The first decision concerns the future of Scalo di Treviglio, the sprawling brownfield site in the Lambrate industrial zone. City officials must choose between a luxury mixed-use development pitched by private investors—which would generate €180 million in municipal revenue but create predominantly high-end units—or a mixed-income model mandating 30 percent affordable housing. The European Commission has signalled support for the latter, but Milan's budget pressures make the former tempting. This choice sets precedent for how the city handles its remaining ten major redevelopment sites across Porta Vittoria and the Isola district.

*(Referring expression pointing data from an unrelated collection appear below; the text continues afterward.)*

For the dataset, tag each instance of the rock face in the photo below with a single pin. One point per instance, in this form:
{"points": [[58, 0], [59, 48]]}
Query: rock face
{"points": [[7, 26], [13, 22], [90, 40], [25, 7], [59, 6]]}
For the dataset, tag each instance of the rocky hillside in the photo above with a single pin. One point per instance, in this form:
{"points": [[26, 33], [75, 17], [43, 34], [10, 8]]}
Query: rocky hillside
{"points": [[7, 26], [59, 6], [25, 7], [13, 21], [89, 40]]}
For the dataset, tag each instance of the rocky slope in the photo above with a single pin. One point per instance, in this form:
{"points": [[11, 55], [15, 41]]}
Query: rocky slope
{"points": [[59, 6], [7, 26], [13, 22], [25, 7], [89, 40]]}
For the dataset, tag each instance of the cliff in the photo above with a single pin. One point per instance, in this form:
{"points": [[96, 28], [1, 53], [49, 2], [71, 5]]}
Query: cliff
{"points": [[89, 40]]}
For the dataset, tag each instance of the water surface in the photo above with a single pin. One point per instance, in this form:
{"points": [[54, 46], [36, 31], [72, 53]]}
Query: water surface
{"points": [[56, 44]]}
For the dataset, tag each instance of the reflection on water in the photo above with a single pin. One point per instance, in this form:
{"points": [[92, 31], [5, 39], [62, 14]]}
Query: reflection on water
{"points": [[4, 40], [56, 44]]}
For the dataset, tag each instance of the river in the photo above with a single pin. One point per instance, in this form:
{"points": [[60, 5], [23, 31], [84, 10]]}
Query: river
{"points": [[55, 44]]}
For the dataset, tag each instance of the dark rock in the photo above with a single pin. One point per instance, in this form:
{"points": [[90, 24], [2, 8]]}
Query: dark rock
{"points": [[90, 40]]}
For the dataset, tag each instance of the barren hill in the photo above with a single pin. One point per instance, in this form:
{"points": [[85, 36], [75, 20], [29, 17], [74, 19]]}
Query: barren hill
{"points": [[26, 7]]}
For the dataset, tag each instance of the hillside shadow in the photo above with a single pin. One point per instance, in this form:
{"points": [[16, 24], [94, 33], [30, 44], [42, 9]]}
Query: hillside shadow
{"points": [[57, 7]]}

Second is the long-delayed decision on short-term rental regulation. Currently, Milan hosts approximately 15,000 Airbnb listings, up from 3,200 in 2016. The Municipality has drafted a licensing framework limiting rentals in residential zones, but enforcement remains weak. The Brera and Monti neighbourhoods have already lost substantial permanent housing stock to tourist apartments. A strengthened regulatory framework would require political will the current administration has hesitated to demonstrate, despite pressure from housing advocacy groups and tenant associations.
The third—and most contentious—involves the Navigli district revitalisation. The planned reopening of the Navigli Grande canal system, originally due 2027, has sparked fierce debate over whether new waterfront development should prioritise affordable housing and public space or cultural venues and hospitality that might attract wealthier residents and tourism. The decision will define whether the Navigli becomes a model for inclusive regeneration or another postcard neighbourhood increasingly disconnected from ordinary Milanese life.
These decisions arrive as Italy's national housing shortage worsens. Milan's vacancy rate hovers around 4 percent, well below the 6-8 percent considered healthy. Rental prices have climbed 22 percent since 2020, while wages have stagnated. The city that once anchored Italy's industrial economy now risks becoming a museum for global capital rather than a functioning metropolis.
City officials will present preliminary recommendations to the Milan Council by October. Whether they choose equity or efficiency—inclusion or revenue—will reverberate far beyond Lombardy's borders.